I'm reading Besse's book on Einstein manifolds.
Theorem 13.14 (due to Atiyah, Hitchin, and Singer) states that a Riemannian 4-manifold is Einstein iff the Levi-Civita connection on $\Lambda^+$ is self-dual.
Here $\Lambda^2=\Lambda^+\oplus\Lambda^-$ is the space of two forms, which decomposes due to the fact that the Hodge star operator $\ast\in \mathrm{End}(\Lambda^2)$ is an involution ($\ast^2=1$) in dimension 4.
Question: Does this theorem imply that an Einstein 4-manifold is self-dual (i.e. $W^-=0$, where $W=W^++W^-$ is the Weyl tensor of the manifold)?
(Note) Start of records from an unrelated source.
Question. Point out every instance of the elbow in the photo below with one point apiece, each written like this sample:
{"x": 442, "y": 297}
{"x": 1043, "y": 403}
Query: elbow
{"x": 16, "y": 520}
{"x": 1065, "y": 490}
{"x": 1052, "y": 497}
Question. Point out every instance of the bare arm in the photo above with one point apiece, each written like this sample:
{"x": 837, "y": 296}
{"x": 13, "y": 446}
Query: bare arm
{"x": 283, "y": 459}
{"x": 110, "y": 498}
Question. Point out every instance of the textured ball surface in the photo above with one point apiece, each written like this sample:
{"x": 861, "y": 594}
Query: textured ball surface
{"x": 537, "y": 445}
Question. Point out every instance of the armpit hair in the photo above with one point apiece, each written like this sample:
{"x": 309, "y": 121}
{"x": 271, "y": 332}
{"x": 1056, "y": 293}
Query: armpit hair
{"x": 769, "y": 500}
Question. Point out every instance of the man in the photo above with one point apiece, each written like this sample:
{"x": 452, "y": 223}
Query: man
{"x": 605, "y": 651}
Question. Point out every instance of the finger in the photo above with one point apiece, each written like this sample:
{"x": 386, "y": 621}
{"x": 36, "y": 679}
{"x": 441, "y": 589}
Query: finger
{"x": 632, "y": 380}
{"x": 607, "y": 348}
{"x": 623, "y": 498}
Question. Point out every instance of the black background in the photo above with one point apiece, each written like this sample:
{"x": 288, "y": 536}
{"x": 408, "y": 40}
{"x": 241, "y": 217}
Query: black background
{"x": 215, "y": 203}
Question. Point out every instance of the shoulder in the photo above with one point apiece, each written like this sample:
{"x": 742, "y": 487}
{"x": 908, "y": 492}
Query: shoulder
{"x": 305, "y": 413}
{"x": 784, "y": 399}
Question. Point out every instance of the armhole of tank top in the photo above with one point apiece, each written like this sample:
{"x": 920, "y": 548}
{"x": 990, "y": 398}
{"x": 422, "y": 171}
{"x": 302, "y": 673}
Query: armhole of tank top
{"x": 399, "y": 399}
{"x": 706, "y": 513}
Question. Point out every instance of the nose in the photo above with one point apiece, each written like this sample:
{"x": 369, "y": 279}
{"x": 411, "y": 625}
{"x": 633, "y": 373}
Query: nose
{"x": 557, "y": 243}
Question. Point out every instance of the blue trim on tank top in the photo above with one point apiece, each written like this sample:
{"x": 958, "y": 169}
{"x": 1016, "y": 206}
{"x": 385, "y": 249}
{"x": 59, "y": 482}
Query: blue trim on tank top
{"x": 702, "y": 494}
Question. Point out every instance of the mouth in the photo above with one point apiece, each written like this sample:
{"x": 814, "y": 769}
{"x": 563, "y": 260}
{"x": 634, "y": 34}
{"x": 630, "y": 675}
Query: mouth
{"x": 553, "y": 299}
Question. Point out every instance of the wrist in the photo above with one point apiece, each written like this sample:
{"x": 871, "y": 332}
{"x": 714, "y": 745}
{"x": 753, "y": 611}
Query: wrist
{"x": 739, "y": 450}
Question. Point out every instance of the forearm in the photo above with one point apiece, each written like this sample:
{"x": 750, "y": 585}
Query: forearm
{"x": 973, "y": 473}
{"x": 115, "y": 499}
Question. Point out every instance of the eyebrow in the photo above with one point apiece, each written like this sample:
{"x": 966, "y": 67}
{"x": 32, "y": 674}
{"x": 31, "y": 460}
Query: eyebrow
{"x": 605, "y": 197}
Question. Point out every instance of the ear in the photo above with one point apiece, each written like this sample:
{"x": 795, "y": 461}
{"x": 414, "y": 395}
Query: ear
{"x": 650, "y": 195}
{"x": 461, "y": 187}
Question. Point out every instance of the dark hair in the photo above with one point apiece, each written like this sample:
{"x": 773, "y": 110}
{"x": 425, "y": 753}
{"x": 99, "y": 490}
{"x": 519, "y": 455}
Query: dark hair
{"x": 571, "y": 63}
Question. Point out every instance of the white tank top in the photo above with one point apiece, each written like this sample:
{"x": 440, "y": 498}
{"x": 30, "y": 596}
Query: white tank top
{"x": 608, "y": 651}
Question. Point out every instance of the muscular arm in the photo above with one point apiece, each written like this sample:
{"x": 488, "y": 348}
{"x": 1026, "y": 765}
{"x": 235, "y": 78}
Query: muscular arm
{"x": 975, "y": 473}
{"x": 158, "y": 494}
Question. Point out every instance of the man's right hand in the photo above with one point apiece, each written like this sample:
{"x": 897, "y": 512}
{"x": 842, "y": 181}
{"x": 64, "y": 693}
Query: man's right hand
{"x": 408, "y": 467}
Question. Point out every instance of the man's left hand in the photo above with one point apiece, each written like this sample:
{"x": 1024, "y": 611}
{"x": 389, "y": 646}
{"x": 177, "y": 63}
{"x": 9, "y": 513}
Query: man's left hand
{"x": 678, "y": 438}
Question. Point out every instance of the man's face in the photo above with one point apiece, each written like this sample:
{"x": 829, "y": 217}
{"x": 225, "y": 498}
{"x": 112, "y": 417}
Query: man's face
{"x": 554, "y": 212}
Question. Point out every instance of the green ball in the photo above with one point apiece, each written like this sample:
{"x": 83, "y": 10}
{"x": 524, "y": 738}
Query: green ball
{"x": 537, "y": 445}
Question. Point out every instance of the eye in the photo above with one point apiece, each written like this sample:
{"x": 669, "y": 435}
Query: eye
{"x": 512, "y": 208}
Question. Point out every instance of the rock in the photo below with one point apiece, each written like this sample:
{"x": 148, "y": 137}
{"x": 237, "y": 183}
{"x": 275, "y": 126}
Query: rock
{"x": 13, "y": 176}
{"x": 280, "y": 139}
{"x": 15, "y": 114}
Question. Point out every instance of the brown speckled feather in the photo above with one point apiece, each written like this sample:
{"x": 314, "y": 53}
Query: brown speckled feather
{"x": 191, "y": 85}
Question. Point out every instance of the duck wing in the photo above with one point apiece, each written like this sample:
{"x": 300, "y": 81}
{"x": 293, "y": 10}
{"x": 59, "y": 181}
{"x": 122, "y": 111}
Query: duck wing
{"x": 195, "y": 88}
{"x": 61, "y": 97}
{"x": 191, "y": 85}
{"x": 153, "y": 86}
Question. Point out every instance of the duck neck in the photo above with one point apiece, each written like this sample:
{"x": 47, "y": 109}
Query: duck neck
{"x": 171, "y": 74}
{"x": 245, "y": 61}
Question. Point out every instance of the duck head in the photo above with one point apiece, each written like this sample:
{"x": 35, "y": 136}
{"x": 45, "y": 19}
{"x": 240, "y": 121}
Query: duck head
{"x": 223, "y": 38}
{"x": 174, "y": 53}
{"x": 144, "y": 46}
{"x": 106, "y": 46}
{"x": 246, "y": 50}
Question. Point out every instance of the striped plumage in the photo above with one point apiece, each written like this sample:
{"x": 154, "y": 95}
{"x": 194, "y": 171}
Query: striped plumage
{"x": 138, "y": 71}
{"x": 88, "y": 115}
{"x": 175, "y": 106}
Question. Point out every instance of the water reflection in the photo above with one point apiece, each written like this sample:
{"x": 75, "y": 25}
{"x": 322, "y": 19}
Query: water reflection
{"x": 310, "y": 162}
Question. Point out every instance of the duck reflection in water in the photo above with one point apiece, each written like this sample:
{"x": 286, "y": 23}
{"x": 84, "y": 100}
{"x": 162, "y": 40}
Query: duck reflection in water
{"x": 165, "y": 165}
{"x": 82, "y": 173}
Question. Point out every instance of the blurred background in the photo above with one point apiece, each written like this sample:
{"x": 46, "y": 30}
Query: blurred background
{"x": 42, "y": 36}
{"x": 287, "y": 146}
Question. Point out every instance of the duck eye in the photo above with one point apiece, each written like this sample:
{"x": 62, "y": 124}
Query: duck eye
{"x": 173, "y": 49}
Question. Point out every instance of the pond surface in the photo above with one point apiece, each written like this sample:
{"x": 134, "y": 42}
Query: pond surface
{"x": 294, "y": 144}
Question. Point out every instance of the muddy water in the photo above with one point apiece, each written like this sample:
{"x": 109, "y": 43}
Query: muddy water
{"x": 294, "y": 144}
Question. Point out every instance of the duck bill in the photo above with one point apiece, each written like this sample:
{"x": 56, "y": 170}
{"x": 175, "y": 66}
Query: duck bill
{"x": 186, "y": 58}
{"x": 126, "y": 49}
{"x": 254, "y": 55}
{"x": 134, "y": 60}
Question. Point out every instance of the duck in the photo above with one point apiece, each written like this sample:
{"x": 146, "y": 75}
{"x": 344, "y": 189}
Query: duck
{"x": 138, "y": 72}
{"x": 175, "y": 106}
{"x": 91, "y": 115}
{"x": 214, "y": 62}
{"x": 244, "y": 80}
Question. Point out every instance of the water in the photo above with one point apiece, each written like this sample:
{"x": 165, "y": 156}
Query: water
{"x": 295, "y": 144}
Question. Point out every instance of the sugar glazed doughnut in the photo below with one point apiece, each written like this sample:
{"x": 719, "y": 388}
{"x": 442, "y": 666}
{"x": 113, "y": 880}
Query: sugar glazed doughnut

If not, when is an Einstein 4-manifold self-dual?
Note that the curvature operator $R:\Lambda^2\to \Lambda^2$ has the decomposition $$ R=\begin{pmatrix} A & B \\ B^* & D \end{pmatrix} $$ Note that this decomposition is based on $\Lambda^2=\Lambda^+\oplus {\Lambda}^-$. Hence the curvature $F$ of $\Lambda^+$ is given by the first column in the block, i.e. $F=A+B^*$. Now $\lambda^+$ is an $SO(3)$ bundle with adjoint bundle $\mathfrak{g}\simeq \Lambda^+$. Hence $F\in \Lambda^+\otimes \Lambda^2$. Again from the decomposition, we know $A\in End(\Lambda^+)\simeq \Lambda^+\otimes {\Lambda^+}^*$ and $B^*\in Hom(\Lambda^+,\Lambda^-)\simeq \Lambda^+\otimes {\Lambda^-}^*$. So clearly $B^*$ corresponds to the anti-selfdual parts of the curvature, i.e. $F^-$. Hence $F^-=0$ iff $B^*=0$ iff $M$ is Einstein.
However, $B^*=0$ has nothing to do with the Weyl tensor.